Throughout the investigation, undercover FBI agents repeatedly encouraged Smadi to reevaluate his interpretation of Jihad, counseling him that the obligations a Moslem has to perform Jihad can be satisfied in many ways. Every time this interaction occurred, Smadi aggressively responded that he was going to commit significant, conspicuous acts of violence as his Jihad.
In June 2009, Smadi identified potential targets in the Dallas area; but in mid-July, he notified an undercover FBI agent that he had changed his mind regarding the targets. On July 21, 2009, Smadi met with an undercover FBI agent and directed the agent to drive them to a Wells Fargo Bank in downtown Dallas. Smadi and the undercover FBI agent then drove to 1445 Ross Avenue where the Fountain Place office tower is located. A Wells Fargo Bank is located in that building. Smadi went into the building where he conducted his own reconnaissance.

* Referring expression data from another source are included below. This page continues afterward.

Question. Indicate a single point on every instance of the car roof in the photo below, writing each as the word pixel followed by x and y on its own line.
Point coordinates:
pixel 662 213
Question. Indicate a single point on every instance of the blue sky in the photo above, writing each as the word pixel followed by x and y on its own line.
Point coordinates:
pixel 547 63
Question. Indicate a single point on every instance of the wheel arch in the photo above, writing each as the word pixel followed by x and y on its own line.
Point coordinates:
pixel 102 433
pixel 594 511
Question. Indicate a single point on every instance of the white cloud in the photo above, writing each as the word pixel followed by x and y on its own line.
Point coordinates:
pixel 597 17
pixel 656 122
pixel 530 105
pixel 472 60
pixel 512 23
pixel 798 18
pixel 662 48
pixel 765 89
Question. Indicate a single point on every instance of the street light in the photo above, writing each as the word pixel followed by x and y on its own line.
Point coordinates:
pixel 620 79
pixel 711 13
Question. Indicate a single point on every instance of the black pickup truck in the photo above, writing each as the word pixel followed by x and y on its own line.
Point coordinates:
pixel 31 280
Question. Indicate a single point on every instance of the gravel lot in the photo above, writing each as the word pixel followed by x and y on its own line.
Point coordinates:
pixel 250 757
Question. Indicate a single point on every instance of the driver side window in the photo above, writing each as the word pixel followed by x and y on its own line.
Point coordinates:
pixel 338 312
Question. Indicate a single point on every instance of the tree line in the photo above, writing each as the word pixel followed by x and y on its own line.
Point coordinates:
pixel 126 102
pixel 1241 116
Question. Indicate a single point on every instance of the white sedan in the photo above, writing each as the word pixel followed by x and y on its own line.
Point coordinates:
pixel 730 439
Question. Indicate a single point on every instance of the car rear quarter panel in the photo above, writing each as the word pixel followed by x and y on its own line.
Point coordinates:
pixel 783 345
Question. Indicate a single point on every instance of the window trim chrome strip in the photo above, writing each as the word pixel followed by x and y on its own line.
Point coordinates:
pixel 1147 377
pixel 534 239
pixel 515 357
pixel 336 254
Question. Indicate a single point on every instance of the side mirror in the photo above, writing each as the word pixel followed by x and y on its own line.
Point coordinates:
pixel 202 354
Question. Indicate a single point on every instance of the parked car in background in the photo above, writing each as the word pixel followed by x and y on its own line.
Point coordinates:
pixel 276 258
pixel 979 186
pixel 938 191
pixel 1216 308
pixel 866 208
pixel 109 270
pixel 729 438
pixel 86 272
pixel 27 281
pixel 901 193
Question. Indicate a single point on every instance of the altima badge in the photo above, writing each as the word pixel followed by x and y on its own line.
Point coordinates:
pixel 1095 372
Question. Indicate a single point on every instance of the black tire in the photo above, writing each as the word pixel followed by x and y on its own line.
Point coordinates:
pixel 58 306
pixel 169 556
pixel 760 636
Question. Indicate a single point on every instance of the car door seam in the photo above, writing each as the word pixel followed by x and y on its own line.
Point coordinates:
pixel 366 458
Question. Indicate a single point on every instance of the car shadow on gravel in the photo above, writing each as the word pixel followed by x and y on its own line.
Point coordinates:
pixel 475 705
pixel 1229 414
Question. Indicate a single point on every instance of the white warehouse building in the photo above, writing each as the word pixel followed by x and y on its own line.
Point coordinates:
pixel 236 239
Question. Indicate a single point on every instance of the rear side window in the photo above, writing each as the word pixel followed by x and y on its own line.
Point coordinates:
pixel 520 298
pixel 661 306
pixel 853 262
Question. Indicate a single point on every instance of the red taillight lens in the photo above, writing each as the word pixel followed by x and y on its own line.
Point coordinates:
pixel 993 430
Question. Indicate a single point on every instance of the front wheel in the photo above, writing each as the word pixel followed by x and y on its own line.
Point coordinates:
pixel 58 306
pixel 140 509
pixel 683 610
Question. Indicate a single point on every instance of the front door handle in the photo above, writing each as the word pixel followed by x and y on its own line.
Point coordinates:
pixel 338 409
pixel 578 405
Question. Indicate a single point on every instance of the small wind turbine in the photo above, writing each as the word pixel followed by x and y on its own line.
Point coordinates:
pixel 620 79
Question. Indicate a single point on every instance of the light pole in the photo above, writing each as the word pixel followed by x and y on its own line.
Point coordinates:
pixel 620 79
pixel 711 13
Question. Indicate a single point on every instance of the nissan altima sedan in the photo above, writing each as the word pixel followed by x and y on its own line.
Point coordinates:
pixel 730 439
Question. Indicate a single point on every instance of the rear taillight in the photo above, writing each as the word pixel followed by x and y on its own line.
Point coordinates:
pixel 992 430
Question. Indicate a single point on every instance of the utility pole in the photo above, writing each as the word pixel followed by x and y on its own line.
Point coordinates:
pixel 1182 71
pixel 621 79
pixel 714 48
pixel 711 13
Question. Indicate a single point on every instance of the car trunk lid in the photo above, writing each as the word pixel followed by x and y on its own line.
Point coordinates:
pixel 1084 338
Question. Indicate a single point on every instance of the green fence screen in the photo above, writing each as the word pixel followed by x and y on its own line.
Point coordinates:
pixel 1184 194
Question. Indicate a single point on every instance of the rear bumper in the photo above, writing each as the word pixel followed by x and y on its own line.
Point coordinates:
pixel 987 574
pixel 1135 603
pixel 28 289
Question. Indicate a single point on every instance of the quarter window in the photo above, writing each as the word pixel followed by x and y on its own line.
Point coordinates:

In late August 2009, while meeting with one of the undercover FBI agents in Dallas, Smadi discussed the logistics and timing of the bombing, stating that he would have preferred to do the attack on “11 September,” but decided to wait until after the month of Ramadan, which ended on September 20, 2009. At the conclusion of the meeting, Smadi decided that a vehicle borne improvised explosive device (VBIED) would be placed at the foundation of the Fountain Place office tower. Unbeknownst to Smadi, the FBI ensured the VBIED contained only an inert/inactive explosive device which contained no explosive materials.
A federal complaint is a written statement of the essential facts of the offenses charged, and must be made under oath before a magistrate judge. A defendant is entitled to the presumption of innocence until proven guilty. The offense of attempting to use a weapon of mass destruction carries, upon conviction, a maximum statutory sentence of life in prison and a $250,000 fine.
The case is being investigated by the FBI in conjunction with members of the FBI-sponsored North Texas Joint Terrorism Task Force. Assistant U.S. Attorney Dayle Elieson is in charge of the prosecution. The Counterterrorism Section of the Justice Department’s National Security Division is assisting in the prosecution.